William H. Geiger III wrote:
In <328523F4.3BC@gte.net>, on 11/09/96 at 04:38 PM, Dale Thorn <dthorn@gte.net> said:
[snip]
I am confused by Dale's repeated attacks on PGP without offering viable alternatives for a public-key encryption system. Sorry, I'll try to rember ot count to 10 before I post replies to the list. :)
I've made errors attributing stuff to wrong parties (oops, cringe). And I apologize for not offering a viable alternative to PGP. In another posting, I made a suggestion for making the source code to PGP *really* public, i.e., in a form that the average programmer can verify and edit (for personal use only, of course). I'm tending to think that, instead of using PGP for all encoding (even though it may have multiple facilities for all situations), a message could be encrypted with a good trusted private-key system or whatever, then the private key encrypted with the Public Key software and sent either separately or with the message. The above might be more cumbersome, but it could be automated with messaging automation techniques.
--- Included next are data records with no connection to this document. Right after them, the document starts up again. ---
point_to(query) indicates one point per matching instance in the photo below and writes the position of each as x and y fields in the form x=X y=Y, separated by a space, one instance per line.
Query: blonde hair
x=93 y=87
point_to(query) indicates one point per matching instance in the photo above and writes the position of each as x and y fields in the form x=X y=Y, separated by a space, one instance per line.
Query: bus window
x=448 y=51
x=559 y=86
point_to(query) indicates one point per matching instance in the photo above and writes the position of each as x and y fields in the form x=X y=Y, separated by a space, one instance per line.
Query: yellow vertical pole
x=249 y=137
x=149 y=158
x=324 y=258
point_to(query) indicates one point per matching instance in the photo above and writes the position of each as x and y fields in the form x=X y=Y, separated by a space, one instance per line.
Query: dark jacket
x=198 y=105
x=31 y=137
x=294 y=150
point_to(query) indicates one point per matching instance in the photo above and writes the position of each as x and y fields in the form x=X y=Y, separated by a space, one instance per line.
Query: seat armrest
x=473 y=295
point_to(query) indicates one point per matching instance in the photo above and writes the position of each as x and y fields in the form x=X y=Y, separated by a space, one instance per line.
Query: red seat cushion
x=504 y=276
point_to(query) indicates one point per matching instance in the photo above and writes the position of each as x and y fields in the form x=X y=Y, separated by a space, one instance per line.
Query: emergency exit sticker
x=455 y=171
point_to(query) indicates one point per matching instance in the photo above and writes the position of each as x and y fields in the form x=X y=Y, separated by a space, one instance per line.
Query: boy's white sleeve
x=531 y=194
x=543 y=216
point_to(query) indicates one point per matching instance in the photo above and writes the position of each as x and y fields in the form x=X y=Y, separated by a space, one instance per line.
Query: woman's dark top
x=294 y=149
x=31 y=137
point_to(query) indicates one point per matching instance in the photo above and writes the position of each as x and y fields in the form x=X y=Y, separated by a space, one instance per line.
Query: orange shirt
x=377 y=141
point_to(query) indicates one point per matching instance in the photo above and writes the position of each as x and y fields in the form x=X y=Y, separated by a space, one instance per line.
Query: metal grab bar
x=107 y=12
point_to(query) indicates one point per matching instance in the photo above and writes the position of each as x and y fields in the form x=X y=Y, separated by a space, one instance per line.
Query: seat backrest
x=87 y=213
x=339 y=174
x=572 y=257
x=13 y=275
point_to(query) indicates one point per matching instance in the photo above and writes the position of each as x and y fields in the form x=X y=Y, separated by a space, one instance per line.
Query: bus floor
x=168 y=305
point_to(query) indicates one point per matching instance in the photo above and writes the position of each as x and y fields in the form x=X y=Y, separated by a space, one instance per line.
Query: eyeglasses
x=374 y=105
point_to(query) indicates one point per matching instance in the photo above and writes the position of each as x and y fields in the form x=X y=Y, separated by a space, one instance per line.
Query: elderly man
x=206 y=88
At least it would reduce the dependence on PGP to encrypting only the private key(s), which would encourage using PGP at its most secure (slowest) level of encryption for the entire process of encrypting the private key data. As an aside to OTP's, this would not apply for obvious reasons, i.e., the length of the key. Of course, this still requires validation of PGP in whatever portion of the code would be required to encode the private key. My recommendation for really serious users would be to separate out that code and recompile it separately from the remainder of PGP (for personal use only, of course). And in case it got lost in my rhetoric, I do appreciate that there's no substitute for the Public Key process.